We have turned Frida into our modern-day Jesus. It is as if she went through physical, cultural, and gendered adversity in exchange for our inactive, disengaged participation in adversity. She is our martyr, her face plastered to our walls for us to walk past and think, she did so much for us, and continue walking. But we cannot mistake her hard work as an invitation for us to rest. If she is Jesus, then let her be resurrected through our actions.


We can still have a Frida Feminist Club – I would be the first member – but it must work in harmony with Frida’s feminism. We can accept that our lives are inherently capitalistic by nature, but not let our values and ideas fall victim to capitalisation and commercialism. While Frida spoke through artistic symbolism, she didn’t do so as a convenience or tool of passivity; her symbols actively posed challenging questions to her audience and rewrote Mexico’s patriarchal and colonial narrative.


In the Frida Feminist Club, do not wear her face on your bag. Wear your heart on your sleeve. Call out injustice and demand inclusive representation. Celebrate cultural diversity and create space for gender intersectionality. In other words: engage in action. Hold yourself accountable.


I do want to point out that this isn’t a fanclub. I don’t mean this as a gatekeeping distinction: we are all fans before we are fighters. But in the spirit of engaging in action, it is important that we transform our appreciation for her art into advocating for what her art stands for. As fans without active engagement, we can easily fall into the colonial pattern of appropriation and fetishization. We cannot disregard all the inspiration and influence behind her art, either, or else our support is tokenistic and surface-level. In our Frida Feminist Club, we can learn from all the materials she learned from: Mexican votive paintings, surrealism, Mexicanidad, social realists, and folklores. (Again, learn from them, not appropriate.)

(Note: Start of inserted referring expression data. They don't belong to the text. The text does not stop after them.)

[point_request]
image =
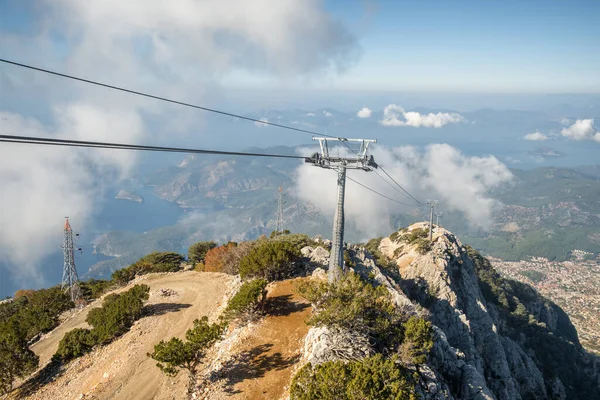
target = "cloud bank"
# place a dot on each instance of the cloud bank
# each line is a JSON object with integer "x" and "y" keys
{"x": 364, "y": 113}
{"x": 182, "y": 49}
{"x": 535, "y": 136}
{"x": 460, "y": 182}
{"x": 394, "y": 115}
{"x": 582, "y": 129}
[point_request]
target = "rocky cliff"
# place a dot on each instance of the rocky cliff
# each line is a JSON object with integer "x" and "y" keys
{"x": 494, "y": 338}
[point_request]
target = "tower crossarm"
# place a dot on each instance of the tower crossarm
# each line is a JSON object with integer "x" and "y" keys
{"x": 359, "y": 160}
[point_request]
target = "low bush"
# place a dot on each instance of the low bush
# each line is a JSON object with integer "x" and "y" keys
{"x": 118, "y": 312}
{"x": 197, "y": 251}
{"x": 75, "y": 343}
{"x": 224, "y": 258}
{"x": 372, "y": 247}
{"x": 16, "y": 359}
{"x": 355, "y": 305}
{"x": 94, "y": 288}
{"x": 177, "y": 354}
{"x": 372, "y": 378}
{"x": 270, "y": 260}
{"x": 115, "y": 317}
{"x": 153, "y": 262}
{"x": 247, "y": 304}
{"x": 298, "y": 240}
{"x": 37, "y": 311}
{"x": 163, "y": 262}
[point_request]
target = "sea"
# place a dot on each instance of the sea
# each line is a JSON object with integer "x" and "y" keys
{"x": 115, "y": 215}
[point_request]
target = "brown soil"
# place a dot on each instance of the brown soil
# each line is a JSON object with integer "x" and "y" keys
{"x": 265, "y": 359}
{"x": 122, "y": 370}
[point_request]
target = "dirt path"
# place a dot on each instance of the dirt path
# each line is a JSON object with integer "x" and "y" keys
{"x": 122, "y": 369}
{"x": 266, "y": 358}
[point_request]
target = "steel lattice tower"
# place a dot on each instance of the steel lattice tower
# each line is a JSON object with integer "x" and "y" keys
{"x": 340, "y": 164}
{"x": 280, "y": 203}
{"x": 438, "y": 214}
{"x": 432, "y": 204}
{"x": 70, "y": 279}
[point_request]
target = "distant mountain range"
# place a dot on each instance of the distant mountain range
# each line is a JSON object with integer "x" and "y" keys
{"x": 547, "y": 212}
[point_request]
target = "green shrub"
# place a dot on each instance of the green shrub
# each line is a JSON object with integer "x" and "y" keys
{"x": 271, "y": 260}
{"x": 247, "y": 303}
{"x": 372, "y": 378}
{"x": 164, "y": 262}
{"x": 298, "y": 240}
{"x": 75, "y": 343}
{"x": 16, "y": 359}
{"x": 372, "y": 247}
{"x": 277, "y": 233}
{"x": 118, "y": 313}
{"x": 37, "y": 311}
{"x": 423, "y": 245}
{"x": 115, "y": 317}
{"x": 197, "y": 251}
{"x": 94, "y": 288}
{"x": 123, "y": 276}
{"x": 355, "y": 305}
{"x": 177, "y": 354}
{"x": 153, "y": 262}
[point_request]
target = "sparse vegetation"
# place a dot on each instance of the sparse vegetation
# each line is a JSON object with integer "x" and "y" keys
{"x": 372, "y": 247}
{"x": 423, "y": 245}
{"x": 176, "y": 354}
{"x": 271, "y": 260}
{"x": 16, "y": 360}
{"x": 36, "y": 311}
{"x": 372, "y": 378}
{"x": 247, "y": 304}
{"x": 227, "y": 258}
{"x": 357, "y": 306}
{"x": 557, "y": 352}
{"x": 115, "y": 317}
{"x": 75, "y": 344}
{"x": 94, "y": 288}
{"x": 153, "y": 262}
{"x": 197, "y": 251}
{"x": 298, "y": 240}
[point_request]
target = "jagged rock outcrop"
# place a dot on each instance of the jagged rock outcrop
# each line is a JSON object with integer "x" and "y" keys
{"x": 323, "y": 344}
{"x": 480, "y": 350}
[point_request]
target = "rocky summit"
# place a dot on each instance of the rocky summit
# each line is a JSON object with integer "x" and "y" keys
{"x": 463, "y": 330}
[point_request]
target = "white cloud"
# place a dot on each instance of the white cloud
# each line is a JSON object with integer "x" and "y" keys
{"x": 261, "y": 125}
{"x": 183, "y": 50}
{"x": 565, "y": 121}
{"x": 364, "y": 113}
{"x": 582, "y": 129}
{"x": 513, "y": 160}
{"x": 535, "y": 136}
{"x": 43, "y": 184}
{"x": 394, "y": 115}
{"x": 461, "y": 183}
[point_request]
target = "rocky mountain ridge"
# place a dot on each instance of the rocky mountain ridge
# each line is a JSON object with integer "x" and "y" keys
{"x": 492, "y": 338}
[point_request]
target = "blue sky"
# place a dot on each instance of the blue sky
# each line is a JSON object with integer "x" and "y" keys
{"x": 425, "y": 59}
{"x": 477, "y": 46}
{"x": 525, "y": 46}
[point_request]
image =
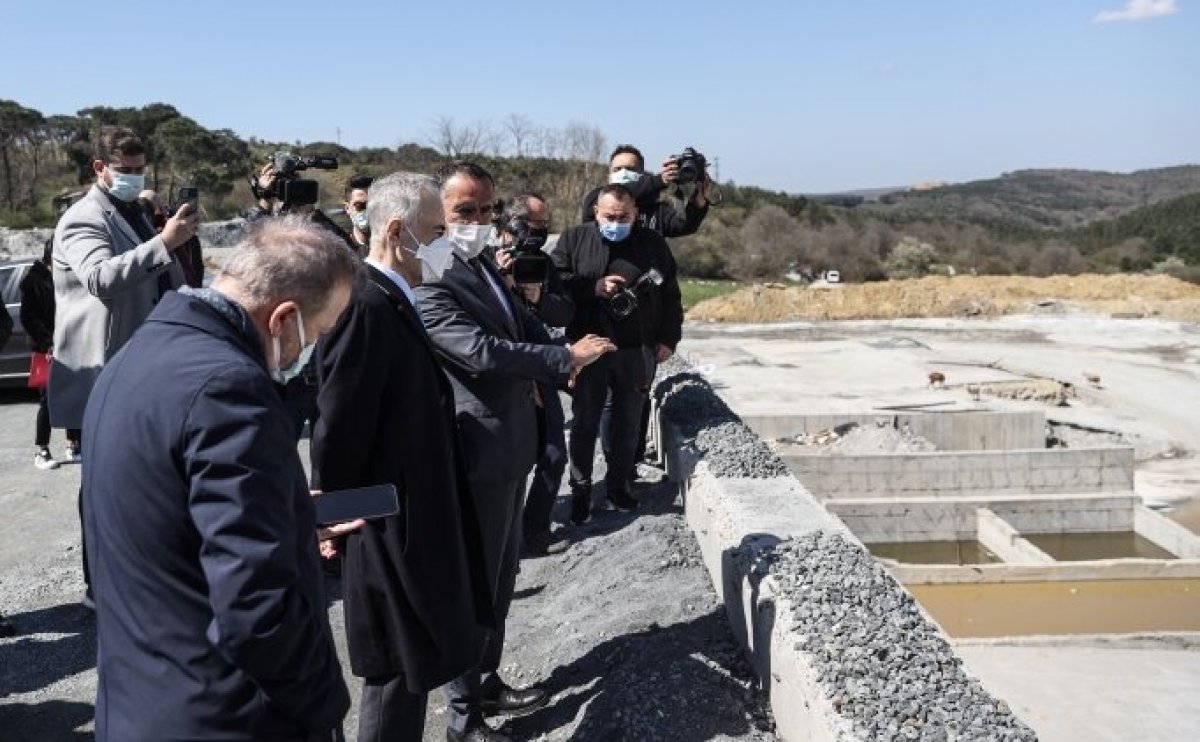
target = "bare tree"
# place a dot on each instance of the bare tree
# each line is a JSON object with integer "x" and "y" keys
{"x": 521, "y": 132}
{"x": 455, "y": 141}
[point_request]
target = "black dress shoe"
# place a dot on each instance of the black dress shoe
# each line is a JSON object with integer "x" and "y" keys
{"x": 511, "y": 700}
{"x": 478, "y": 734}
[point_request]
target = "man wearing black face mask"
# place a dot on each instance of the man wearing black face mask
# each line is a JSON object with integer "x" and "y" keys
{"x": 599, "y": 261}
{"x": 527, "y": 220}
{"x": 627, "y": 167}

For our club, her paintings are a map, filled with landmarks and roads which we can follow to discover an unfiltered, culturally rich history that can inform our feminism. Her paintings guide us to explore our identities and the ideologies that shape them – she did not finish the job for us. The map isn’t complete. It is up to us to take back the cultural, political, social land that the patriarchy and industrialisation so thoroughly plundered. Frida is showing us how to. Put down your mugs of coffee. Take off your jackets and roll up your sleeves. Join the club.